また、トレーニングがより、効果的になるような人数設定をする必要があります。攻撃側、守備側の人数設定によって、数的優位の状況、あるいは数的不利の状況を意図的に生み出すことができます。例えば、ボール回しのトレーニングをする場合、3対3ではなかなかボールは回りません。守備側の人数を減らして、3対2の状況にすれば、ボールが回りやすくなります。ポゼッションを改善したい目的が強いのであれば、3対1の状況にすることも有効でしょう。
3. ボール
ボールの種類と数を決めます。小学生の場合は主に4号球、中学生の場合は5号球を使用します。ですが、あえて小学生に5号球を使わせたり、小さい3号級を使わせたりして、トレーニングにアクセントを加えてみるのもいいでしょう。さらにコントロールに慣れていないリフティングボールやテニスボールを使うことで、より慎重にボールを扱う環境を作り、難易度を上げてみるという方法もあります。
ボールの数に関しては、小学校低学年ですと、ゲームをしてもいわゆる「団子サッカー」になってしまうケースが多いので、できるだけ1人1個ボールを与えるようにしています。1人あたりのプレーの機会を増やす工夫が必要です。

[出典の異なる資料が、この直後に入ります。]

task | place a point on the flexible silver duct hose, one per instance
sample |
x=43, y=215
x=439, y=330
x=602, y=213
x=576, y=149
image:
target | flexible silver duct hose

また、小学校高学年や中学生でもボールの数を増やしたトレーニングを行うことで、頻繁に周囲を確認しなければならない状況を作り出せます。顔を上げ、判断を早くするという習慣を身につけるのに効果的でしょう。
4.ゴール
サッカーの目的は「ゴールを奪い、ゴールを守ること」です。私は海外でさまざまなクラブの練習を見てきましたが、海外では多くのトレーニングが「ゴール」を意識したものになっていました。日本人の決定力が低いといわれているのは、ゴールを目指すシーンが少なく、攻撃の方向性のないトレーニングが多いからかもしれません。そういったこともあり、私としては、できるだけトレーニング内でゴールを使うようにしています。
ゴールを使うということは、主にシュートを目的とした練習となります。ゴールの使い方も工夫次第でいろいろと発展できます。例えば正規のゴールの中央にミニゴールを置き、ゴールを二重にしてみます。ミニゴールに入れないようにシュート練習をすれば、自然とシュートコースを狙う意識が生まれますし、シュートを打つ 前にゴールを見る習慣も身につきます。
ゴールがない場合でも、ラインそのものをゴールにしてライン突破で1点にする、マーカーやコーンで小さいグリッドを作ってそのゾーンをゴールにするなど、ゴールの形もさまざまな変化をつけることができます。